Many credit union executives are apolitical, and don’t actively fight for or against issues, said Greater Kentucky Credit Union CEO Mike Fromma. The leader of the $63 million credit union said he thinks there is a “silent majority” of credit union executives nationwide who oppose efforts to raise the member business lending cap, but they aren’t likely to voice their opinions on the matter.
“They just say ‘I don’t have a dog in this one so I won’t say anything’,” he said. “But, they do, because if a credit union fails, they have to pick up the tab.”
Fromma said he spoke out at a Kentucky Credit Union League board meeting against S. 2231, the Small Business Lending Enhancement Act, which would raise the credit union member business lending cap from 12.25% to 27.5% of assets. And, he said he’s chastised some colleagues who he knows also oppose the bill but haven’t spoken out against it.

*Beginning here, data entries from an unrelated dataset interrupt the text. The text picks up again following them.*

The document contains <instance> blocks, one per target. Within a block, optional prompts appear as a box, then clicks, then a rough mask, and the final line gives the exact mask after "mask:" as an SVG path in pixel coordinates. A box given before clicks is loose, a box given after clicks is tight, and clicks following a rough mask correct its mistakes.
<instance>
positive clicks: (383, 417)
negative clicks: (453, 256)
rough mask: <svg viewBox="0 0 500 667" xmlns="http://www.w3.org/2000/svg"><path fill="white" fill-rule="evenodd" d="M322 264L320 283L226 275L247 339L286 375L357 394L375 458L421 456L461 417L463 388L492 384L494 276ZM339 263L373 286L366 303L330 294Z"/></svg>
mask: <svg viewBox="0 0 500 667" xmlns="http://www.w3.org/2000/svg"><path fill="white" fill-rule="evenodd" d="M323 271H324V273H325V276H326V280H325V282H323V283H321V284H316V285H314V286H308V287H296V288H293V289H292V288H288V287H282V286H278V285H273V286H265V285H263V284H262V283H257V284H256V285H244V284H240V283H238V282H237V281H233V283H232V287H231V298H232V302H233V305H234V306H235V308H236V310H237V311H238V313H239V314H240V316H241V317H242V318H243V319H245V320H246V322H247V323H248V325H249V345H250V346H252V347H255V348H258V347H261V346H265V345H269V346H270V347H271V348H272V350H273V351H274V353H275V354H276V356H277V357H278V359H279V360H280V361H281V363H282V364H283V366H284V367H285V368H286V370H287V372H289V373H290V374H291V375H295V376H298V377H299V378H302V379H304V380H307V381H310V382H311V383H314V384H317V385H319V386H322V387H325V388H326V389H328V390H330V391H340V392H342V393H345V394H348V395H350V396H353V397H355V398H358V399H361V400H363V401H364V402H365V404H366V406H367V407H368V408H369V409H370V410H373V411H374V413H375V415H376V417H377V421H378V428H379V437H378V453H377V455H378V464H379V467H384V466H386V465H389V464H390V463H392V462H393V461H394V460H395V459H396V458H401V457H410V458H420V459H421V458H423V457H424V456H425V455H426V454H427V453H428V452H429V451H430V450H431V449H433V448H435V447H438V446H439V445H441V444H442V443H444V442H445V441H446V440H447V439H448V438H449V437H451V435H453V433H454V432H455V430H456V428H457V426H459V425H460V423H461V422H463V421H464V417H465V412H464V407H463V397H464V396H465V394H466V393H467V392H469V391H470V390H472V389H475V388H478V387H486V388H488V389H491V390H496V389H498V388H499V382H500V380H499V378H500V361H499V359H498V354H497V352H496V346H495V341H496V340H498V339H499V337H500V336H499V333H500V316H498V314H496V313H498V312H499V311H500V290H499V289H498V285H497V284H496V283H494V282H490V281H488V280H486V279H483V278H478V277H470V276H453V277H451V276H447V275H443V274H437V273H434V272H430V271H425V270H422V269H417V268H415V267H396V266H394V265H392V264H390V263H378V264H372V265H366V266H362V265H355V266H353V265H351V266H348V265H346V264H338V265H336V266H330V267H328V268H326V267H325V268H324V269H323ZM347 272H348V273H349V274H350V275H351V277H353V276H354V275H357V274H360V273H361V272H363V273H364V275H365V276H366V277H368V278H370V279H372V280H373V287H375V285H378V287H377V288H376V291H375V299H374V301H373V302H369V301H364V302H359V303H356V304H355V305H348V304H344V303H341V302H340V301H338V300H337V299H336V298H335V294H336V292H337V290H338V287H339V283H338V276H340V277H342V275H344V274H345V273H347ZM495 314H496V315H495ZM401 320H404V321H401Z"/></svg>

Twelve and a quarter percent of assets is plenty of risk for the credit union movement to take on, he said, especially considering total capital for the industry is around 10%.
The Lexington, Ky. Chief executive said he’s seen a number of real estate bubbles burst, and the problems are usually in the same parts of the country: the Sands states and the industrialized Midwest.
“Then you see these same people calling for more business loans and you get suspect after awhile,” he said. “Some of those guys that run big credit unions kind of fly by the seat of their pants. Don’t get me wrong, there’s a lot of good ones out there, but it doesn’t take many to tip the scales.”
“I think we all learned a lesson from the corporate system,” he said.